Como não existe no Grande ABC, ao que parece, ninguém com tempo, disposição, liberdade e tudo o mais para fazer uma varredura conceitual de LivreMercado e de CapitalSocial, que sintetizam os 30 anos, nada melhor que eu mesmo meter a mão na massa. Não vou me dar moleza, porque jamais me dei.
Jornalismo econômico
De tudo que possam falar sobre esse jornalista, para o bem e para o mal, porque nunca fugi de qualquer coisa que merecesse o contraditório, talvez o que considero mais importante para efeitos históricos, por assim dizer, é que introduzi no jornalismo regional brasileiro o que existe de mais valioso no campo da economia.
Contraditoriamente, o Grande ABC pujante dos anos de industrialização fértil, e que, portanto, exigia cobertura jornalístico-econômica forte, foi solenemente desprezado pelo principal veículo de comunicação, o Diário do Grande ABC.
Quando lancei LivreMercado, o pressuposto de jornalismo voltado ao empreendedorismo estava no topo de objetividade. Os anos seguintes abriram veredas em outras áreas, tornando a empreitada muito mais abrangente, portanto, e enriquecedora da cultura produtiva.
Desconfiança e ceticismo
Não tenho esperança, expectativa ou algo que o valha quanto à resposta positiva aos pressupostos de conquistar acionistas para o projeto deste jornalismo independente. E, no fundo, nem interesse tenho mais.
As prioridades se alteram na medida em que a corrida contra o relógio da vida se torna mais importante. Nos últimos 11 anos sem LivreMercado minha vida pessoal melhorou sensivelmente e minha vida profissional ganhou tessitura de seletividade produtiva extraordinária.
Ou seja: meu terceiro e último ciclo de vida biológica é melhor do que poderia imaginar depois de o primeiro, até os 30 anos, ter sido extraordinariamente didático e o segundo, nos 30 anos seguintes, entregar-me como leão faminto à construção de alicerces que me levassem à etapa seguinte sem grandes atropelos.

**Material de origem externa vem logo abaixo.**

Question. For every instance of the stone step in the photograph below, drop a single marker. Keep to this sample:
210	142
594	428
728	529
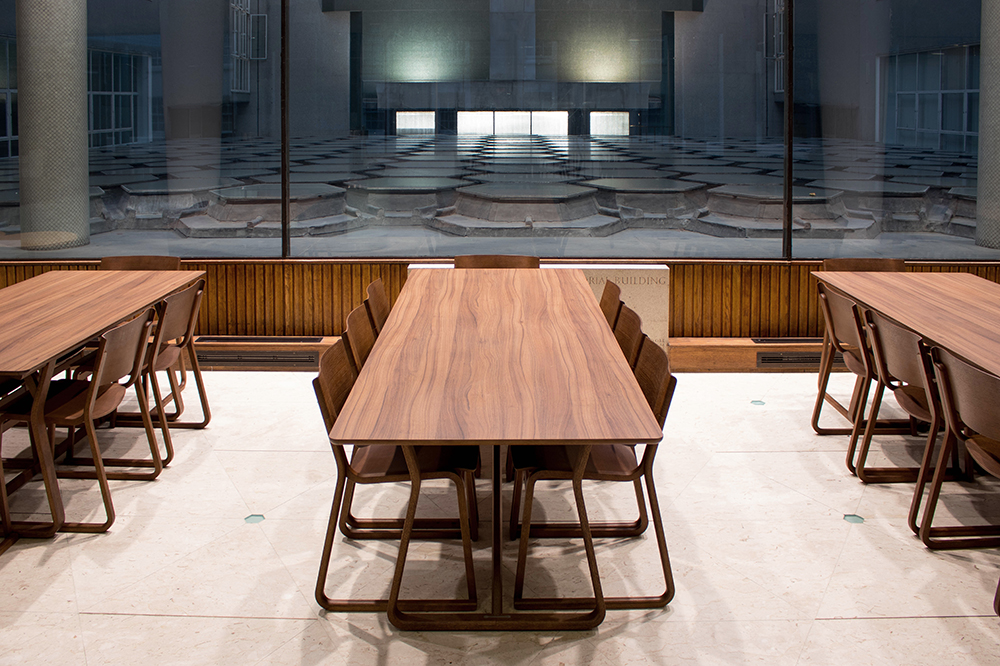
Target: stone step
205	226
461	225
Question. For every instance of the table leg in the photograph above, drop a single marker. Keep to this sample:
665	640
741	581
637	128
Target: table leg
497	550
495	620
38	386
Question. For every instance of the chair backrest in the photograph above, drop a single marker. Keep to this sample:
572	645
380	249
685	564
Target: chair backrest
334	382
611	302
178	314
628	332
898	352
122	351
360	335
141	263
843	325
495	261
378	304
652	372
969	395
864	264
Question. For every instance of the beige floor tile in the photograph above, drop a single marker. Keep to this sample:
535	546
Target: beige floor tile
41	638
911	641
187	641
236	575
885	572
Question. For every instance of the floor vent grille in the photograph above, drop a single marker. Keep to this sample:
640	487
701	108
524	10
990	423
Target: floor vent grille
794	360
242	358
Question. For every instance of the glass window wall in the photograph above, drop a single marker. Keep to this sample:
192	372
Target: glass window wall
548	127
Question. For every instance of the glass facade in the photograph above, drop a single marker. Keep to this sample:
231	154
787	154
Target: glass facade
560	128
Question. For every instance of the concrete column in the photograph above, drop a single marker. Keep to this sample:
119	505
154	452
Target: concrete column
52	114
192	35
988	199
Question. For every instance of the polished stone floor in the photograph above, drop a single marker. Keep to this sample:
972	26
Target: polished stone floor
658	196
215	561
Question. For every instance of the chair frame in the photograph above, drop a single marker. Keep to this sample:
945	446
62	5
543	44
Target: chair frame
185	345
377	304
628	333
852	343
884	379
496	261
359	336
660	399
611	302
954	536
347	477
91	411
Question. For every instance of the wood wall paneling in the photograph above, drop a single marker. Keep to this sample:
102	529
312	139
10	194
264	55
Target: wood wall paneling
728	299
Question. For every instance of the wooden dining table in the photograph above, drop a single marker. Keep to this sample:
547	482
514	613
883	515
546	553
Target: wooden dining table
957	311
496	357
43	320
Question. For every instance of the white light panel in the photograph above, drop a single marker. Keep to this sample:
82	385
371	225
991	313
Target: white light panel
475	122
609	123
415	122
550	123
512	122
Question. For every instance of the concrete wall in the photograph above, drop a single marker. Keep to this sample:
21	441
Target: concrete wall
719	79
319	70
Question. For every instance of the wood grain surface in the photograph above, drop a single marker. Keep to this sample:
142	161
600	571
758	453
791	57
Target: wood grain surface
496	355
958	311
53	313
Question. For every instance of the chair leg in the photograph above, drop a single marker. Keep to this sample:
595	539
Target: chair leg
339	605
627	603
155	462
522	550
470	490
515	505
168	443
996	600
390	528
926	468
396	610
102	481
958	536
465	521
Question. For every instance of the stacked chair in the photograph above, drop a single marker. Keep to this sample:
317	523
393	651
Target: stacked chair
339	368
608	462
936	390
117	365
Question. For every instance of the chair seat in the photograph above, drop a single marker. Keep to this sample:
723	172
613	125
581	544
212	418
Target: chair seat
168	357
379	461
66	401
913	400
609	462
854	362
986	452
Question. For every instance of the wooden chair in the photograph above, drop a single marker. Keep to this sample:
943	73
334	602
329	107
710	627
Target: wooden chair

Por essas e outras, quero mesmo é seguir por aqui, sentindo o pulsar da sociedade em contatos pessoais e nas redes sociais. Ainda não joguei a toalha quanto à fragilidade institucional do Grande ABC. Mas, diferentemente de outros tempos, a desconfiança no passado cedeu espaço a algo mais consistentemente sólido, no caso um ceticismo indispensável para quem quer entender o mundo sem mistificações e autoenganos.
Vi no passado tantos lançamentos de filmes regionais que se repetem agora como farsas que tenho o direito inalienável de produzir alertas geralmente em forma de cruzados nocauteadores, porque tudo é muito previsível.